O: T 98.4 . . BP 85/50. . HR 115. . RR 24. . O2 sat 99%
5 cm laceration on R temple approximately 1cm in depth with no discernible ceramic fragments embedded. Subcutaneous tissue and temporalis fascia exposed. Bleeding well controlled [that is to say, until I started stitching...]

A/P:
1. Patient placed under conscious sedation with ketamine.
2. Laceration vigorously irrigated with 0.9% saline solution, sterilized with betadine, anesthetized using 1% lidocaine with epinephrine. Subcutaneous closure with 5-0 vicryl. Skin closure with 8 interrupted stitches of 6-0 nylon.
[Have you ever experienced the delight of using super super thin nylon suture the same color as your squirming pediatric patient's hair??? Exhale a little too enthusiastically and the suture blows all the way across the room. But the results were gorgeous. I could have been a plastic surgeon]
3. Mother advised to keep the wound clean & dry, have stitches removed in 7 days, and strongly urged to use plastic religious icons instead of ceramic.

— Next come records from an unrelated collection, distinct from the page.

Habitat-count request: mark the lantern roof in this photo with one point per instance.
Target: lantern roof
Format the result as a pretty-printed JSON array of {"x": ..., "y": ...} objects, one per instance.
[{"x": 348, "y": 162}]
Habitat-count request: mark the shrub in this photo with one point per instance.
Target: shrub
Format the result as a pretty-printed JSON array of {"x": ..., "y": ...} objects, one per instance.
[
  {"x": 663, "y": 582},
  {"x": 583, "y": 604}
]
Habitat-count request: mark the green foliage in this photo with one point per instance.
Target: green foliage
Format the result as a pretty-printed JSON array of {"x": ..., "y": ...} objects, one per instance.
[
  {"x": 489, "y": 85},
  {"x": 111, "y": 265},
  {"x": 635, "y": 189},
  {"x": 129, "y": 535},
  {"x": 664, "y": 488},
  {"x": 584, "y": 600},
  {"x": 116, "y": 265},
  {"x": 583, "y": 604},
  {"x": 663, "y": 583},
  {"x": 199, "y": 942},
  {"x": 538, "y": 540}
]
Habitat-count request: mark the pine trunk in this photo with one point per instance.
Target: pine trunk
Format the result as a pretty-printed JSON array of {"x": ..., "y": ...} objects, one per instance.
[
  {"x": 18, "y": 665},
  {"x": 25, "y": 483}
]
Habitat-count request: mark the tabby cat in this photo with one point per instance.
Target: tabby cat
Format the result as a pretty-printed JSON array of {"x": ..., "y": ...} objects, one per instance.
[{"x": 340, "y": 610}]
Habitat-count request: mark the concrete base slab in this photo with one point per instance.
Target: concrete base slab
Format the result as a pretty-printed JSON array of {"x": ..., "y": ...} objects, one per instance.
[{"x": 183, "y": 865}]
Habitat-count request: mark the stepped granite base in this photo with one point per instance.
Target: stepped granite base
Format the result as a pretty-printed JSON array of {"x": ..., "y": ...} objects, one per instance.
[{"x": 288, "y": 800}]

Sunday, September 07, 2008

Let's Order a Round of Pulmonary Emboli

Insanely busy day on call with rapid-fire admissions:

Admission #1: An affable 80-year-old man from a nearby island, s/p hip replacement surgery, on coumadin with a subtherapeutic INR and a right pulmonary embolus. We increase his coumadin, start him on lovenox and run off to...

Admission #2: A 53-year-old attorney recently recovered from a sprained ankle, admitted for chest pain and shortness of breath, found to have small bilateral pulmonary emboli. Really! Lovenox, anyone? Let's throw in some coumadin and a little oxygen by nasal cannula before we head toward...

Admission #3: A 27-year-old G1P0 who is 7 weeks pregnant with a cough and some swelling in her left calf. Are you kidding me?? She, too, has small bilateral pulmonary emboli in addition to a DVT in the left popliteal vein. More lovenox! (but coumadin is verboten, being a teratogen and all...)

I could horrify you with more sordid tales of admissions for pulmonary emboli, but let's quit while we're ahead, shall we?

Monday, April 14, 2008

All About Eve

You do not truly understand the addictive properties of heroin until you take care of a patient who continues to shoot up despite being hospitalized repeatedly for Strep viridans endocarditis, Enterococcus osteomyelitis, methicillin-resistant Staph aureus abscesses, HIV nephropathy, and a dash of Hepatitis C.

The social workers avoid him like the plague because of his outer coating of surliness. He rolls his eyes whenever you enter the room. He refers to his brilliant infectious disease specialist as "that Oriental dude".

But one day you catch him watching "All About Eve" on cable and he admits that he love love loves Bette Davis. A week later he describes an episode of "20/20" about Broken Heart Syndrome and wonders aloud if he has it after all the grief he's experienced in the last 2 years.

Soon you feel like an old married couple when you find him back in his room after an interventional radiology procedure, still wearing the bouffant scrub cap that resembles a glorified shower cap, eating half a watermelon with a spoon. "Look at my pee," he says, pointing to his plastic urine container. "Does that look normal?"